AS many as 60 jobs are to go from Tomago bus builder Volgren, which is short of work after state government changes to bus-buying programs.
Volgren, which was bought earlier this year by Brazilian company Marcopolo S.A., declined to comment yesterday but the main union on the site said it had held talks with management about shutting the site by September.
Australian Manufacturing Workers Union organiser Todd Nickle said 43 blue-collar workers would lose their jobs, with staff taking the potential total of job losses to about 60.
‘‘This is a state-of-the-art business, it’s the biggest spray-painting bay in the country, so to be shutting down after just two years, there’s more to this than we know yet,’’ Mr Nickle said.
Deputy opposition leader Linda Burney blamed the state government for the closure, saying that if it had ‘‘kept its commitment to build new buses across NSW this wouldn’t be happening’’.
Transport Minister Gladys Berejiklian said the government’s reform to bus-buying tenders was giving taxpayers ‘‘value for money’’.
‘‘Regrettably, the previous Labor government made an unsustainable promise by deliberately bringing forward bus orders in a cynical election stunt, effectively creating a market bubble for the local bus manufacturing industry,’’ Ms Berejiklian said.

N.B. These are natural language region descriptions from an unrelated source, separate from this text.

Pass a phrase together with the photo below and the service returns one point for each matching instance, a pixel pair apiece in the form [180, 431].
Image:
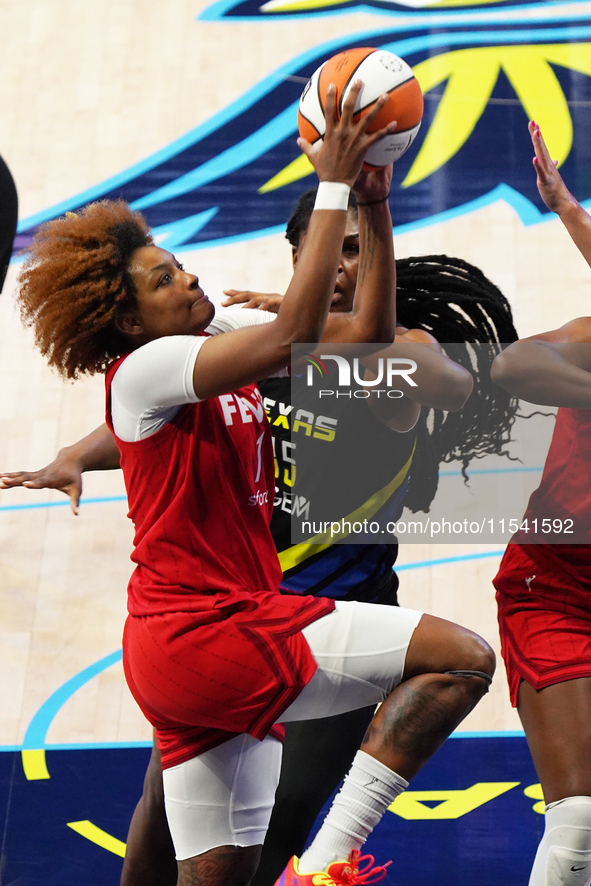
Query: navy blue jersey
[341, 571]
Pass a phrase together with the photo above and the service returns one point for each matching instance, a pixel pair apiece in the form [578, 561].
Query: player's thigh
[438, 646]
[360, 650]
[557, 723]
[223, 797]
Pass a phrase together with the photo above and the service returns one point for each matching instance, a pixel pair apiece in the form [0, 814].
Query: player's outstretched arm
[95, 452]
[372, 317]
[550, 369]
[227, 362]
[263, 301]
[439, 382]
[558, 198]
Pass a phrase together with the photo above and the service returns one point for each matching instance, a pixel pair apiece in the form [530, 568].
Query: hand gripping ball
[380, 72]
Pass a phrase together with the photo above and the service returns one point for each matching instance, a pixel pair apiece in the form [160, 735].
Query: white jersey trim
[154, 382]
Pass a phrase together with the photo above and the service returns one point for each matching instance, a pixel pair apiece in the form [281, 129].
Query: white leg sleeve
[223, 797]
[564, 855]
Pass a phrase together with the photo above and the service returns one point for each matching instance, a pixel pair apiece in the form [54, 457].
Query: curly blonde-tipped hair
[76, 282]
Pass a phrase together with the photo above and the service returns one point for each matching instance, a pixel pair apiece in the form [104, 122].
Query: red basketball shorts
[544, 620]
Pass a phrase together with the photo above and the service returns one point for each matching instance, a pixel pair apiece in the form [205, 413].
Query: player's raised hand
[339, 156]
[63, 473]
[264, 301]
[551, 186]
[373, 187]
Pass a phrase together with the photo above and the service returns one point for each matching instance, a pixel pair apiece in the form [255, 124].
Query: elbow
[456, 385]
[505, 373]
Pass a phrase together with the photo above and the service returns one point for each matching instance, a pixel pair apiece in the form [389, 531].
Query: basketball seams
[346, 85]
[388, 92]
[382, 73]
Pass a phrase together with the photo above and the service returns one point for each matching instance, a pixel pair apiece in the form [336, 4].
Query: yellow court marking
[298, 168]
[453, 804]
[534, 792]
[97, 835]
[34, 765]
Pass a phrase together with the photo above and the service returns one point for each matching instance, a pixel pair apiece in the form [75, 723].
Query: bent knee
[438, 646]
[480, 655]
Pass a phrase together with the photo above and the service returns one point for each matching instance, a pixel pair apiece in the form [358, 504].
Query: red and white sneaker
[339, 873]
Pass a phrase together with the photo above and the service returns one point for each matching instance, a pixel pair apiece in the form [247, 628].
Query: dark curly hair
[470, 316]
[76, 282]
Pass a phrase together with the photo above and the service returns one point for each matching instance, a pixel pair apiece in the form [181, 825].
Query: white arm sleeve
[153, 383]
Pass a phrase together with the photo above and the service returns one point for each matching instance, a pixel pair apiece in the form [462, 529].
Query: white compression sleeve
[157, 379]
[564, 854]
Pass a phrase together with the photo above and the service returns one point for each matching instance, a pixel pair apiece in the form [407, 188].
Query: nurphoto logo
[387, 371]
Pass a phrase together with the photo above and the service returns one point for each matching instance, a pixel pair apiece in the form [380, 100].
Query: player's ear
[296, 250]
[129, 323]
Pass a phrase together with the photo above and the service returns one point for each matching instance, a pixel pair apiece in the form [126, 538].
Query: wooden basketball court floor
[88, 91]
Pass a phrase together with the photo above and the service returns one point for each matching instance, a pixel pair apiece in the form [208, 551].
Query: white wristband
[332, 195]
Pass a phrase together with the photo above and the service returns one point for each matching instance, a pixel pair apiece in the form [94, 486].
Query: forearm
[96, 452]
[539, 373]
[303, 311]
[373, 316]
[578, 224]
[439, 382]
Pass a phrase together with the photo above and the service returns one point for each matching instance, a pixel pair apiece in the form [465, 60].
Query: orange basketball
[380, 72]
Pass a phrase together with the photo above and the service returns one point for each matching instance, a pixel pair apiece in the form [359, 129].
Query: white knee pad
[564, 855]
[224, 797]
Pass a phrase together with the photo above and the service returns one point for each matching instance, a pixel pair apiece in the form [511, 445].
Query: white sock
[564, 854]
[367, 791]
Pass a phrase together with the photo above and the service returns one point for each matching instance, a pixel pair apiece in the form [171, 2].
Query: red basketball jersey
[211, 648]
[563, 498]
[200, 495]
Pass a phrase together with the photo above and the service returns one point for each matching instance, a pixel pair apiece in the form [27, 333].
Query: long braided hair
[471, 318]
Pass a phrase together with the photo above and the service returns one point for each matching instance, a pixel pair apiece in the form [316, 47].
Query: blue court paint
[492, 843]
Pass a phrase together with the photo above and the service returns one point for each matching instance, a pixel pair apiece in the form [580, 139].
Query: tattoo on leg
[222, 866]
[416, 719]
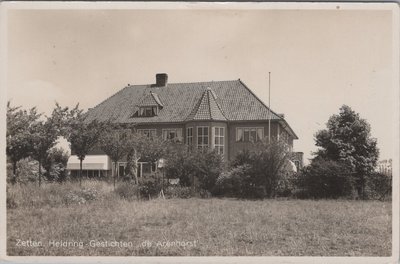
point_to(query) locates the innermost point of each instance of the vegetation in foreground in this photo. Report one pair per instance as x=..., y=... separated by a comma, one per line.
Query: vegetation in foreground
x=95, y=213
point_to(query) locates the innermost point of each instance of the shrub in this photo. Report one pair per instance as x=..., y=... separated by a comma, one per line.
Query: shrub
x=267, y=169
x=189, y=165
x=325, y=179
x=11, y=200
x=81, y=196
x=178, y=192
x=378, y=186
x=127, y=191
x=239, y=182
x=150, y=186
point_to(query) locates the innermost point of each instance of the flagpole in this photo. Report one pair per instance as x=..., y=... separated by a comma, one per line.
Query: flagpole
x=269, y=107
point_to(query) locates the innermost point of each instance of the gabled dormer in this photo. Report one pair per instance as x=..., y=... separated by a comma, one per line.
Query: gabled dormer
x=149, y=106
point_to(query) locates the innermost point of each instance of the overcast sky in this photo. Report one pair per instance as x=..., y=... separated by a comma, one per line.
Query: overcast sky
x=319, y=59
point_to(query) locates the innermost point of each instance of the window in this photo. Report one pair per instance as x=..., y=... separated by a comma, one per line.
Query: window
x=189, y=136
x=219, y=139
x=249, y=134
x=148, y=111
x=152, y=133
x=172, y=134
x=202, y=137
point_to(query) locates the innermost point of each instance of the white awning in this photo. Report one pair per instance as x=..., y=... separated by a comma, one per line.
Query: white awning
x=91, y=162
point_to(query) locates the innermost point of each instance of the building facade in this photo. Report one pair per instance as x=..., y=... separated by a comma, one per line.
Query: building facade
x=222, y=115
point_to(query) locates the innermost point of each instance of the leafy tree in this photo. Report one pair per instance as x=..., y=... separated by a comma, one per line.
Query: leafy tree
x=268, y=164
x=46, y=132
x=18, y=134
x=143, y=147
x=191, y=165
x=325, y=179
x=83, y=137
x=113, y=143
x=55, y=164
x=347, y=139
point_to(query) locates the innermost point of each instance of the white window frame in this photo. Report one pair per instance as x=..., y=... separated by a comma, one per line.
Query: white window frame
x=219, y=140
x=249, y=129
x=150, y=132
x=153, y=111
x=189, y=138
x=178, y=133
x=203, y=146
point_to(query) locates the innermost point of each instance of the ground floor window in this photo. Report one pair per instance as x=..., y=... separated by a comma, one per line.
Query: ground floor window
x=202, y=137
x=219, y=139
x=152, y=133
x=189, y=136
x=89, y=173
x=249, y=134
x=172, y=133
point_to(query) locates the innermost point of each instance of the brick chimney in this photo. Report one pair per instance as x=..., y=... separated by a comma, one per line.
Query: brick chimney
x=161, y=79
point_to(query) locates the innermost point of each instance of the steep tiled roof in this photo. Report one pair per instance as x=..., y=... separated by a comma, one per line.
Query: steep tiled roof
x=150, y=99
x=234, y=99
x=207, y=108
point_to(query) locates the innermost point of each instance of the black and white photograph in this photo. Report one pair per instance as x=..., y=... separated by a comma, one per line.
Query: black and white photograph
x=258, y=130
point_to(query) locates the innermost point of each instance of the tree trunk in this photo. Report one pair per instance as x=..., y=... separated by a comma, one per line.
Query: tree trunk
x=14, y=179
x=135, y=167
x=40, y=172
x=80, y=172
x=115, y=171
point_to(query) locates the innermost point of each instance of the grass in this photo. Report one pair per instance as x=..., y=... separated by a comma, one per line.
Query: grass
x=192, y=227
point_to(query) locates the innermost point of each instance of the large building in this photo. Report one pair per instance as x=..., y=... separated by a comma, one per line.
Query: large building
x=222, y=115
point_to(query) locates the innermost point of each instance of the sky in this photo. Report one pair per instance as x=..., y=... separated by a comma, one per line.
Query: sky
x=318, y=59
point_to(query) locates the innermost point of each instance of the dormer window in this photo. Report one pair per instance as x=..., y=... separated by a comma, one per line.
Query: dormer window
x=149, y=106
x=147, y=111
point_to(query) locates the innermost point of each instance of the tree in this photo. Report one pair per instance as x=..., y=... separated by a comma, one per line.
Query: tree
x=83, y=137
x=347, y=139
x=325, y=179
x=113, y=143
x=267, y=164
x=19, y=129
x=143, y=147
x=55, y=164
x=191, y=164
x=46, y=132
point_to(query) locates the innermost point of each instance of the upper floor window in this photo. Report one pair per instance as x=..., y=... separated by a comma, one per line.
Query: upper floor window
x=172, y=134
x=249, y=134
x=202, y=137
x=219, y=139
x=189, y=136
x=148, y=111
x=152, y=133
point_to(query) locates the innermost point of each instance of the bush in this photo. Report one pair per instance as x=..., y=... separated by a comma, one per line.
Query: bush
x=150, y=186
x=378, y=186
x=127, y=191
x=11, y=200
x=81, y=196
x=239, y=182
x=178, y=192
x=325, y=179
x=205, y=166
x=268, y=166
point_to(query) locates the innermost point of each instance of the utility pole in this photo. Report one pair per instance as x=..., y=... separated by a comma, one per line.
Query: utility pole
x=269, y=107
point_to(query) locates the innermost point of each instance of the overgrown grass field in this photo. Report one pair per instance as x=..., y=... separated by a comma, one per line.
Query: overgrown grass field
x=94, y=214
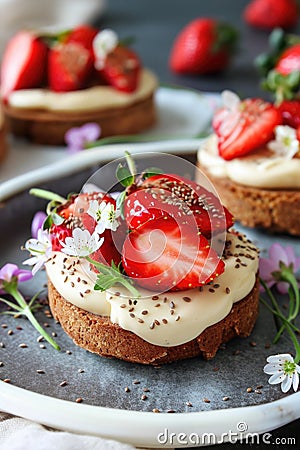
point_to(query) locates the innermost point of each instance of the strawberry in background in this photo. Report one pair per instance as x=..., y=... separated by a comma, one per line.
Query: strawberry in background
x=280, y=68
x=204, y=46
x=269, y=14
x=24, y=63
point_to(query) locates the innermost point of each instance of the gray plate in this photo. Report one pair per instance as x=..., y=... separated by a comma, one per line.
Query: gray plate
x=188, y=386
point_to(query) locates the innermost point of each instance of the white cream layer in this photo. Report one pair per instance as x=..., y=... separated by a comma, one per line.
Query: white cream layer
x=94, y=98
x=166, y=319
x=259, y=169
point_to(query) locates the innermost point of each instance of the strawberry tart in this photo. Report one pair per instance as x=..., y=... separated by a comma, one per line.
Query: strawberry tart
x=253, y=160
x=156, y=276
x=50, y=84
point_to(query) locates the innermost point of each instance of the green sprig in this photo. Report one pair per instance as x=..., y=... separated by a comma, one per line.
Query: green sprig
x=285, y=321
x=109, y=276
x=22, y=308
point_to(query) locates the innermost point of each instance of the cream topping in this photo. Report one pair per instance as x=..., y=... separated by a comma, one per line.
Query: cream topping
x=94, y=98
x=166, y=319
x=261, y=169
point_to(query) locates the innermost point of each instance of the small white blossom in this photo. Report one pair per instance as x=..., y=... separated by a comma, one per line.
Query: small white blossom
x=82, y=243
x=286, y=143
x=284, y=370
x=40, y=249
x=104, y=43
x=105, y=215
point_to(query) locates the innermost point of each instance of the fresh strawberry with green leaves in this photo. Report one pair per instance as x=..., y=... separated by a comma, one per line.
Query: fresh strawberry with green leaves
x=269, y=14
x=204, y=45
x=246, y=126
x=175, y=196
x=70, y=65
x=23, y=64
x=121, y=69
x=164, y=255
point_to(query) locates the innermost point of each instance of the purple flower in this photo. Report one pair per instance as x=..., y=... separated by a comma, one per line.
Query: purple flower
x=77, y=137
x=10, y=271
x=267, y=266
x=37, y=223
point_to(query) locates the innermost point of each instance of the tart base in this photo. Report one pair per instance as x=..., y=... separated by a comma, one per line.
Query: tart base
x=99, y=335
x=276, y=210
x=49, y=128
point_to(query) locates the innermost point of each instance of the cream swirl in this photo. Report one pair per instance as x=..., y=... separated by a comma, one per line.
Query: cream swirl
x=166, y=319
x=260, y=169
x=91, y=99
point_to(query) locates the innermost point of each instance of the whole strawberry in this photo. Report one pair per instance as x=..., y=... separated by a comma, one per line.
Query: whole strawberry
x=204, y=46
x=269, y=14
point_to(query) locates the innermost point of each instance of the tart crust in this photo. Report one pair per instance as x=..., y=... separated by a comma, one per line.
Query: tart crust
x=99, y=335
x=49, y=128
x=277, y=210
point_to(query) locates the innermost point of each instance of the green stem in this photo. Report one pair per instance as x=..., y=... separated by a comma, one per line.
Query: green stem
x=47, y=195
x=26, y=311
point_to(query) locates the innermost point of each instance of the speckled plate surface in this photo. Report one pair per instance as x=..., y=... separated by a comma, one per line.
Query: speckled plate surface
x=118, y=397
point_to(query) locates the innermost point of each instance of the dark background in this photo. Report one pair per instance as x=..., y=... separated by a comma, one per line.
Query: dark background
x=154, y=24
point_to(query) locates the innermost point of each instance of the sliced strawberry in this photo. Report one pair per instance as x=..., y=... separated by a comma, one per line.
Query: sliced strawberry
x=180, y=198
x=121, y=69
x=23, y=64
x=269, y=14
x=163, y=255
x=289, y=60
x=245, y=128
x=290, y=111
x=69, y=66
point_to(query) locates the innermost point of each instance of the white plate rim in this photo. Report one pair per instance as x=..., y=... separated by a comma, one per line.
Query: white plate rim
x=138, y=428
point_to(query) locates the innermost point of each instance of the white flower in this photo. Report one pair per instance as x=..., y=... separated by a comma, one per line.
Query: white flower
x=284, y=370
x=230, y=100
x=286, y=143
x=104, y=43
x=82, y=243
x=40, y=249
x=105, y=215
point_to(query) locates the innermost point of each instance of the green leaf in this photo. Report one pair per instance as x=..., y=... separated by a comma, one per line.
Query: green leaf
x=120, y=202
x=109, y=276
x=47, y=195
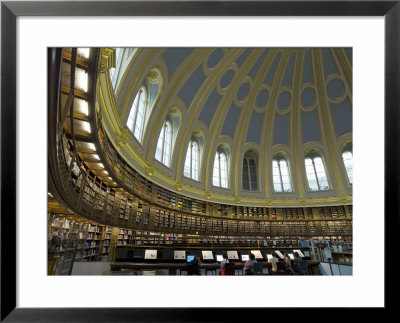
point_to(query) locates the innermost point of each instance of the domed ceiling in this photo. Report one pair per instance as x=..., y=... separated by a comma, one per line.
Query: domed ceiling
x=253, y=105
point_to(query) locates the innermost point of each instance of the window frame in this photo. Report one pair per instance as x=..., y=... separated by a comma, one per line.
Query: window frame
x=348, y=150
x=312, y=157
x=278, y=160
x=163, y=141
x=226, y=171
x=190, y=152
x=249, y=158
x=135, y=108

NSW Bus and Coach Association executive director Darryl Mellish said Coalition changes to bus procurement had led to a ‘‘pause’’ in bus buying by existing operators, who did not want to buy new buses while they faced the chance of losing their business in the latest round of route tenders, which were open to all comers.
He was confident orders would resume once the tenders were completed, although official figures showed a steady decline in NSW bus registrations from 703 in 2009 to 130 in the first five months of this year.
The Volgren factory at Kilcoy Drive, Tomago, was officially opened in March 2010 at a cost of $18million.
Its initial contract was to build 150 articulated or ‘‘bendy’’ buses for State Transit’s Sydney service at a cost of $106million.